Emma de Sousa v Home Office

by Crystal McGowan on Jun 9, 2020

All British and Irish citizens born in Northern Ireland will now be treated as EU citizens for immigration purposes, the announcement comes after the landmark court case involving a Derry woman Emma De Souza over the residency rights of her US born husband.

The move is a major victory for Emma de Souza ending a three-year battle to be recognised by the Home Office as Irish, a right enshrined in the Good Friday Agreement (GFA). The case concerned the rights of Ms De Souza a resident in Northern Ireland to be recognised as Irish, British, or both as per the terms of the Good Friday Agreement 1998.

Emma de Souza found herself at the centre of a legal battle after her application in 2015 for an EEA residence card for her US born husband, Jake de Souza, was rejected. The application was rejected as she was born in Northern Ireland. Under the British Nationality Act 1981 she was automatically deemed British and would have to apply through the normal routes for third country citizens. The Home Office told Mr De Souza the only way they could deal with his case was for his wife to “renounce her status as a British citizen”.

Ms De Souza had been denied her right to exercise her treaty rights as she was deemed a British Citizen. Despite the fact Ms De Souza only ever identified as an Irish Citizen and had never held a British passport.

Ms De Souza argued that the people of Northern Ireland have the right to be Irish, British or both under the Good Friday Agreement 1998.

The Home Office made a change to immigration rules in Parliament on Thursday 14 May 2020, finally bringing immigration law into line with the Good Friday Agreement 1998, which allows anyone born in Northern Ireland to be British, Irish or both. This confirms that British and Irish citizens born in Northern Ireland will be treated as EU citizens for certain immigration purposes.

The change in law will have wide-reaching implications and enable all citizens in Northern Ireland the right to have a non-EU or non-EEA country spouse remain in the UK without having to go through the Home Office’s onerous and costly immigration system. They will escape the Immigration Health Surcharge, English Language test and high application fees and left paying the lesser £65 EEA application fee.

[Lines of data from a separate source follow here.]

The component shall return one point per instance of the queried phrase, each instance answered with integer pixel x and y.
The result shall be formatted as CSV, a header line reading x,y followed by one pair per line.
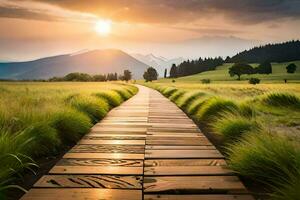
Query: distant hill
x,y
91,62
158,62
281,52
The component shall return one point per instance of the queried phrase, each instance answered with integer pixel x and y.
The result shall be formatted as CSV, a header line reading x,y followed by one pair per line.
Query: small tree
x,y
291,68
254,81
150,74
264,68
127,75
173,71
239,69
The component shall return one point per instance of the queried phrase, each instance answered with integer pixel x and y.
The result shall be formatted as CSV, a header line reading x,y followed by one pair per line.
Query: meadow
x,y
257,127
40,119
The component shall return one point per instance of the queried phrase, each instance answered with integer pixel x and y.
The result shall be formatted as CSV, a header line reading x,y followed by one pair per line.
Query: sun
x,y
103,27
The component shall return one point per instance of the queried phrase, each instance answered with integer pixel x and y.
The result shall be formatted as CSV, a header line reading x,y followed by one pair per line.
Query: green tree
x,y
173,71
239,69
291,68
77,77
150,74
264,68
127,75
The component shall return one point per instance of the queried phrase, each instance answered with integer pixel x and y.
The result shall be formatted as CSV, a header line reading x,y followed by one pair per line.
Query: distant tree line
x,y
238,69
195,66
280,52
83,77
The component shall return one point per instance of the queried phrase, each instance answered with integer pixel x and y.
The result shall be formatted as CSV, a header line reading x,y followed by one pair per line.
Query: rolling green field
x,y
257,127
41,119
221,75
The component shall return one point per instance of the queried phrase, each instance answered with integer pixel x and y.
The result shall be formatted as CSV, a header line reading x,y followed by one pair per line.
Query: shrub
x,y
188,98
169,91
281,99
176,95
95,108
195,106
71,125
232,126
265,158
44,139
213,108
205,81
112,97
123,93
254,81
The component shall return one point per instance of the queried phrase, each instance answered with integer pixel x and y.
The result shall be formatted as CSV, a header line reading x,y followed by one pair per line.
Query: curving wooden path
x,y
147,149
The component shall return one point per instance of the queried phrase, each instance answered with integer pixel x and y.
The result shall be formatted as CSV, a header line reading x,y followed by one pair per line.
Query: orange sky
x,y
170,28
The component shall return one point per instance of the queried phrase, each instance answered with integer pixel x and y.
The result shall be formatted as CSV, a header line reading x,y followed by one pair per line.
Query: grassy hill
x,y
221,75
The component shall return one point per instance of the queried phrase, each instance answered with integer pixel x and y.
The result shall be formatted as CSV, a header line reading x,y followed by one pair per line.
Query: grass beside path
x,y
41,119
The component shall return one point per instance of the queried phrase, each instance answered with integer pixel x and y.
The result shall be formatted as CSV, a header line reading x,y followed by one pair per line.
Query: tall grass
x,y
266,158
177,95
281,99
213,108
188,99
38,119
232,126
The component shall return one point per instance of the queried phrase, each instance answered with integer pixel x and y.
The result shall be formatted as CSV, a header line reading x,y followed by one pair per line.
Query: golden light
x,y
103,27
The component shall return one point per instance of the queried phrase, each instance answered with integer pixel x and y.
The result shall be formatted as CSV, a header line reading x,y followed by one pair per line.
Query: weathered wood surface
x,y
147,148
82,194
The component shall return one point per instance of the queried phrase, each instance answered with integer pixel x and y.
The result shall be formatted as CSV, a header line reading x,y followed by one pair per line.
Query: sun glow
x,y
103,27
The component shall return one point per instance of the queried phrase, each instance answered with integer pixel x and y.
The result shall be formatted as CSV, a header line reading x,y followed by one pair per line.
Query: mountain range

This is only temporary as any third country national who wishes to apply for settled status will only have until June 2021 to do so. This is the date the EU settlement scheme closes. The Home Office said it would start accepting applications on 24 August and only those who are living in the country at the end of the Brexit transition period on 31 December 2020 would be eligible

These changes in rules also mean that family members of British or dual British-Irish citizens from Northern Ireland will be able to apply for status under the EU Settlement Scheme.

Emma De Souza commented “These changes come on the back of years of campaigning for our right to be accepted as Irish, British or both under the Good Friday Agreement”

“We personally know a number of families who will benefit from this change and we are filled with joy and relief that these families will not face calls to renounce British citizenship or years in court like we have”.